Thursday, November 11, 2010
Have you ever seen Gordon Ramsey on television? Well, I don't know what it's like in Britain, where (a) he's from, and (b) broadcast regulations are a bit less silly. I have seen some of his programmes here in Canada, broadcast either on local channels or on American channels whose feeds we get up here.
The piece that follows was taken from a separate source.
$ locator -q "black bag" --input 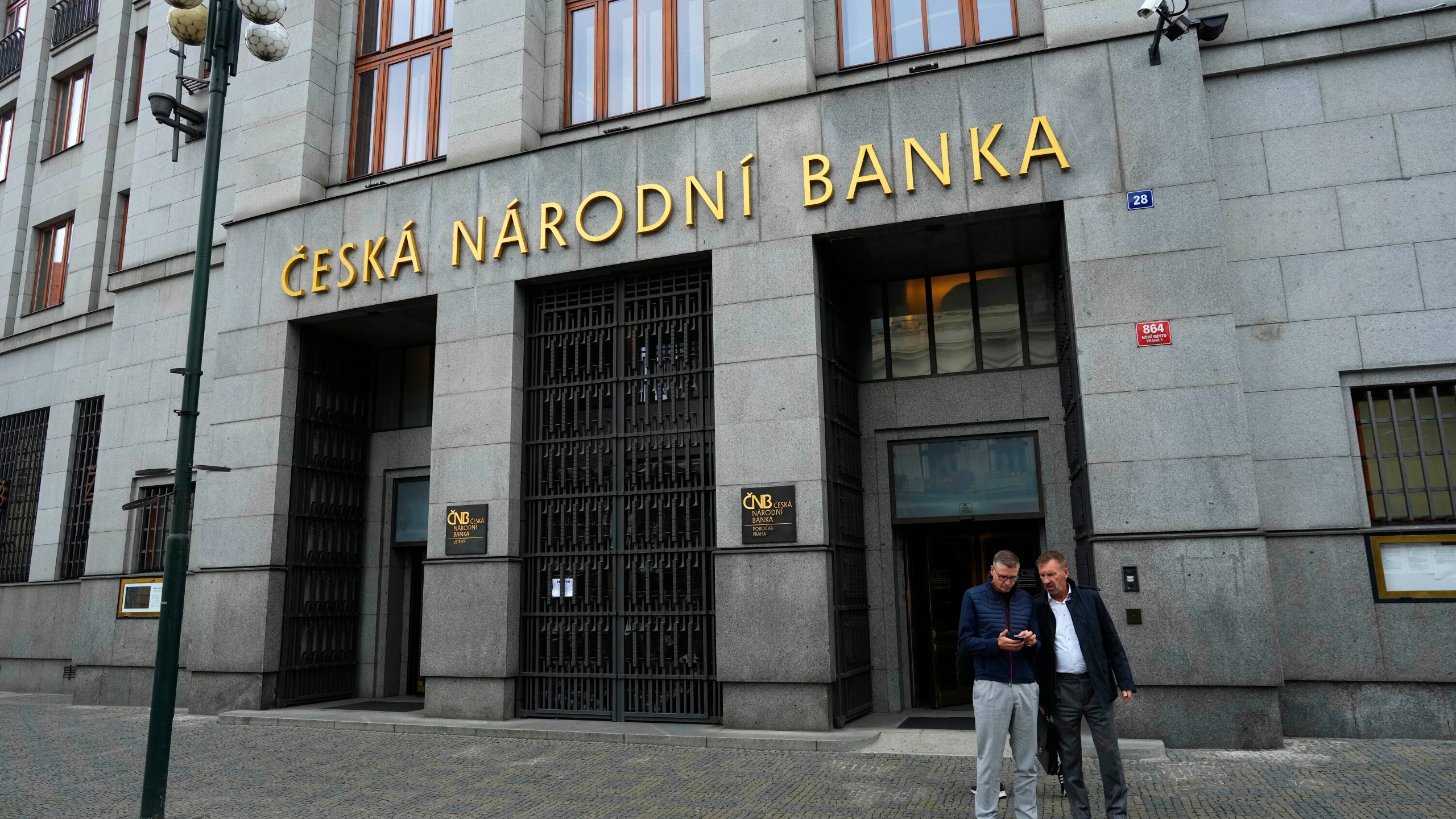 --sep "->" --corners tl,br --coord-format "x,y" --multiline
1037,714 -> 1061,777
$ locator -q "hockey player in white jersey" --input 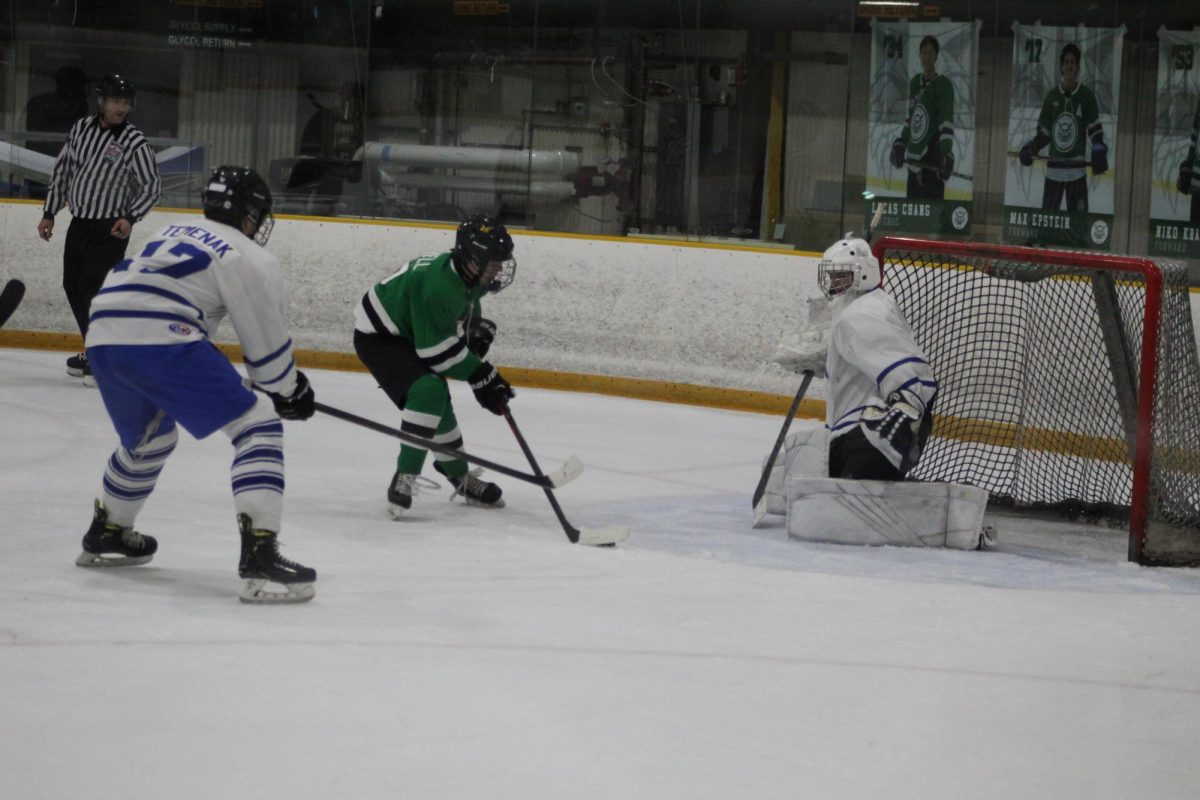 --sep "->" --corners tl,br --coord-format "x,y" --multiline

And inevitably it's the same thing: a torrent of beeps imposed by the network over top of whatever string of invective Ramsey is carrying on about. After all, that's why you watch Gordon Ramsey, right? Not to learn about cooking or restaurant service or about exotic foods of the world: you watch Gordon Ramsey programmes to watch Gordon Ramsey swear. That's the sole reason.
So that being the case, American networks air him (and several of his programmes are, I believe but can't be bothered to confirm, American-made) knowing (a) he'll swear like a sailor, and (b) people will tune in for that reason. This being the case, there is an inherent ridiculousness in the barrage of bleeps. It'd be like launching a porn site where all the activity is hidden behind black bars. It's not like a news broadcast, where the network has to balance its own standards and sensitivities with the reality of 'outsourcing' its soundbites: if a witness drops a few f-bombs while describing the plane crash he witnessed, what is the network to do? Ask him to speak again but keep his language clean? Obvously a censor needs a beep-button. But in the case of Gordon Ramsey (or a million other examples, particularly on so-called 'reality' programmes), the people in question are employed by the production company, are contracted to them. If you don't want to air dirty words, ask your on-air personalities not to say them. Or if you want to show your on-air personalities to be short-fused potty-mouths, then grow up and play the words unbeeped. It's just common sense.
Make no mistake, the TV show "$#*! My Dad Says" does not have an awesome name. It's not a good name or even a 'meh' name. It's a god-awful name. What drives me crazy about it is the following: if you've decided that you want to name a TV show after a Twitter account (and that in itself is a strange thing), and if the name of the Twitter account happens to include a four-letter-word in it, there are really only two possibilities as I see it: (1) include the four-letter-word in your title, damn the consequences (i.e. grow up and accept that a word is just a word) or (2) change the damn name of your show. In other words, either $#*! or get off the pot.